Now we found this infinite 
$$(a,b,c)=(\dfrac{4p}{p^2+1},\dfrac{p^2-3}{3p^2-1},\dfrac{(p+1)(p^2-4p+1)}{(p-1)(p^2+4p+1)}),p>2+\sqrt{3},p\in\mathbb {Q}^{+}$$

My Question: Have other form solution?

 A: There are nontrivial rational solutions, for example $$(a,b,c)=(5/6,\ 2/11,\ 3/13).$$ Note that the equation may be written as 
$$[1]\ \ \frac{1-a^2}{2a}\cdot \frac{1-b^2}{2b} \cdot \frac{1-c^2}{2c}=1.$$
The following is only an idea of how to find an infinite number of pairs $(a,b)$ for which $(a,b,5/6)$ is a solution.

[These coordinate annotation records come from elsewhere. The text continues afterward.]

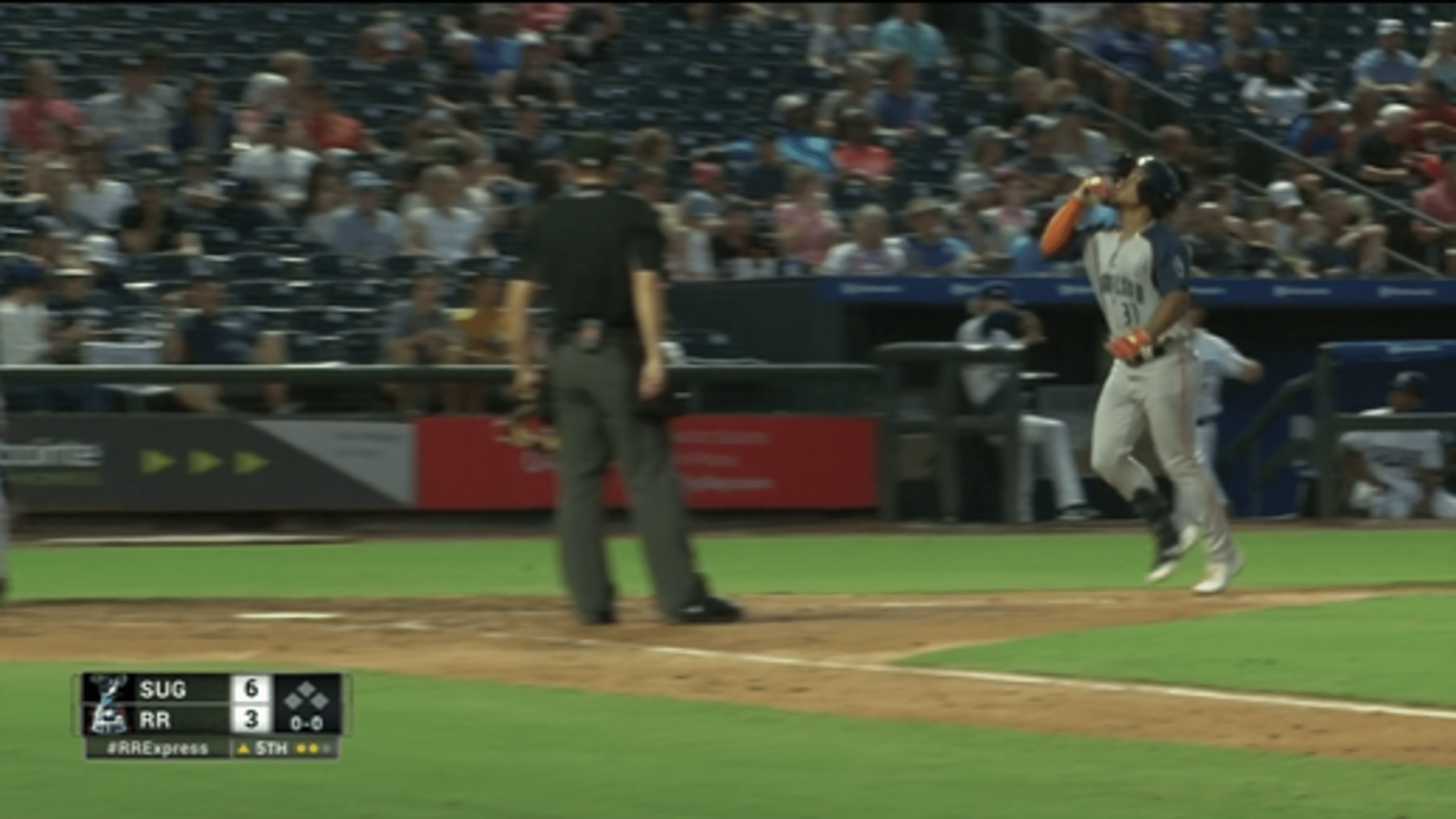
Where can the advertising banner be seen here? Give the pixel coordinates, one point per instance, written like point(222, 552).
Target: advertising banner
point(191, 464)
point(1078, 291)
point(726, 463)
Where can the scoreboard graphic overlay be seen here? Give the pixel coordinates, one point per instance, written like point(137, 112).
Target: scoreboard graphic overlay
point(213, 716)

Define $$f(x)=\frac{1-x^2}{2x},$$ and note that $f(p/q)=(q^2-p^2)/(2pq).$ Also note that if $f(p/q)=m/n$ then also $f((q-p)/(q+p))=n/m,$ so that we may invert one of the fractions in working with the equation.
If we can find infinitely many rational pairs $(x,y)$ for which
$$[2]\ \ \frac{1-x^2}{2x}\cdot \frac{2y}{1-y^2}=\frac{6}{5},$$ this will produce infinitely many rational solutions to [1], by the above remark about inverting fractions taken on by $f$  via the map $p/q \to (q-p)/(q+p).$
Now [2] is a cubic curve
$$kx-y+x^2y-ky^2=0,$$ where $k=6/5.$ It has a rational point on it taken from the solution $(5/6,2/11,3/13)$ to [1]. 
I think this means there are infinitely many rational points on [2]. From the single rational point $P$, use of the tangent line will give another, say $Q$; then use of the tangent line there will give a third point $R$, and after that one has two rational points $Q,R$ for which the curve is not tangent to line $QR$, so the line through those gives yet another point, etc. I am not expert enough on cubic curves to be able to definitely say this will give infinitely many rational points. Maybe someone who knows cubic curves can make this argument go through.
A: The equation,
$$(1-a^2)(1-b^2)(1-c^2)-8abc=0$$
is just a quadratic in any of the variables. Hence,
$$c=\frac{8ab\pm y}{2(-1+a^2+b^2-a^2b^2)}$$
where,
$$64a^2b^2-4(-1+a^2+b^2-a^2b^2)(1-a^2-b^2+a^2b^2) = y^2$$
This quartic polynomial to be made a square is easily reducible to an elliptic curve. From initial rational point {$a,b$} = {$5/6,\; 2/11$}, one can find an infinite more.